By age 10, Decker had seen dozens of doctors and nutritionists about his condition and was regularly attending meetings of Weight Watchers. A middle-school counselor once took him aside and advised: "Lose weight or grow a thick skin."
He did lose weight but usually gained it back -- and then some. By age 17, Decker stood 5 feet 9 and weighed 385 pounds. He had a hormonal disorder, back and knee strain, and was at high risk of developing heart disease and diabetes, according to his doctors.
That's when the South Carolina teen turned to bariatric surgery, an operation to reduce the size of his stomach and severely limit the amount of food he could ingest. The surgery took place 20 months ago at Cincinnati Children's Hospital Medical Center. Today, Decker carries just 185 pounds on his 5-foot-10 frame.
"At first my mom was really apprehensive about my having this surgery," said Decker, 19, who became interested in the procedure after he saw actress-singer Carnie Wilson talk about her experience with bariatric surgery on television. "But this was a last resort. I had tried everything. Doctors had told me I had to lose weight because it would eventually kill me."
Bariatric surgery, once considered a drastic alternative for obese adults, is gaining acceptance among doctors who treat severely obese children, though it remains controversial in some medical circles. Although no one tracks the precise number of children and teens who have undergone the surgery, the number is thought to be small. Many surgeons who perform the procedure on adults now have patients who are children, and several pediatric medical centers nationwide, including one at Stanford University, are launching bariatric programs.
An estimated 140,000 American adults will undergo weight-loss surgery this year -- up from 75,000 last year. Ten years ago, the procedure was fairly uncommon in adults, and it's growing popularity reflects a sobering reality: More Americans than ever before are severely -- or morbidly -- overweight. (Morbid obesity is usually defined as having a body mass index greater than 40; a score greater than 30 is considered obese.)
"If you look at the prevalence of morbid obesity, it's twice as dramatic an increase as obesity alone," says Dr. Thomas Harris Inge, a pediatrician who has performed the bariatric procedure on 42 adolescents since founding the child bariatric surgery center at Cincinnati Children's Hospital two years ago.
Morbid obesity has risen rapidly in children and teenagers too. An estimated 127,000 to 255,000 teenagers have a body mass index of 40 or greater, Inge says.
Bariatric surgery reduces the stomach from about the size of a football to the size of an egg. If patients don't adhere to permanent changes in their eating habits they will suffer from pain, diarrhea and vomiting. For example, sugar, high-fat foods and carbonated beverages should be avoided. Total calories are typically limited to 1,000 to 1,200 per day -- about a cup and a half of high-protein food. Vitamin and mineral supplements have to be taken every day to replace nutrients that no longer can be absorbed in the intestine.

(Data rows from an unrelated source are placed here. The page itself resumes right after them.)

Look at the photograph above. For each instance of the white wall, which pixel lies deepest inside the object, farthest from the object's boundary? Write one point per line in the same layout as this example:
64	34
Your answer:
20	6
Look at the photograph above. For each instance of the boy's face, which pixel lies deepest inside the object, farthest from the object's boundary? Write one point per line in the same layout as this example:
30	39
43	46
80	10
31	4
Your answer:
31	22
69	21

And these changes must persist for the patient's lifetime to maintain the weight loss.
It's a tall order for someone who hasn't yet graduated from high school. And bariatric surgery in children is certainly controversial.
"Children's nutritional needs are different than adults'," says Jeannie Moloo, a registered dietitian in Sacramento and a spokeswoman for the American Dietetic Assn. who works with adult bariatric surgery patients. "The surgery itself isn't just shrinking the stomach size. Some of it is to bypass some of the absorption area of the intestine, and there is the potential for malnutrition. I strongly urge that parents try to pursue every other option available prior to surgery. But for some severely overweight children it may be the best option they have."
According to Inge, some severely obese children develop such serious health problems that surgery is considered lifesaving. Inge spoke about his program earlier this month at the annual meeting of the American Dietetic Assn. in Anaheim.
"We're not talking about cosmetic surgery here," he says. "Severely obese adolescents are developing adult diseases."
Many of his young patients, for example, have sleep apnea, liver disease, enlarged hearts and Type 2 diabetes. Studies show that, without significant weight loss, such children are at high risk for heart disease and osteoarthritis. They are also 10 times more likely to develop colon cancer than their normal-weight counterparts.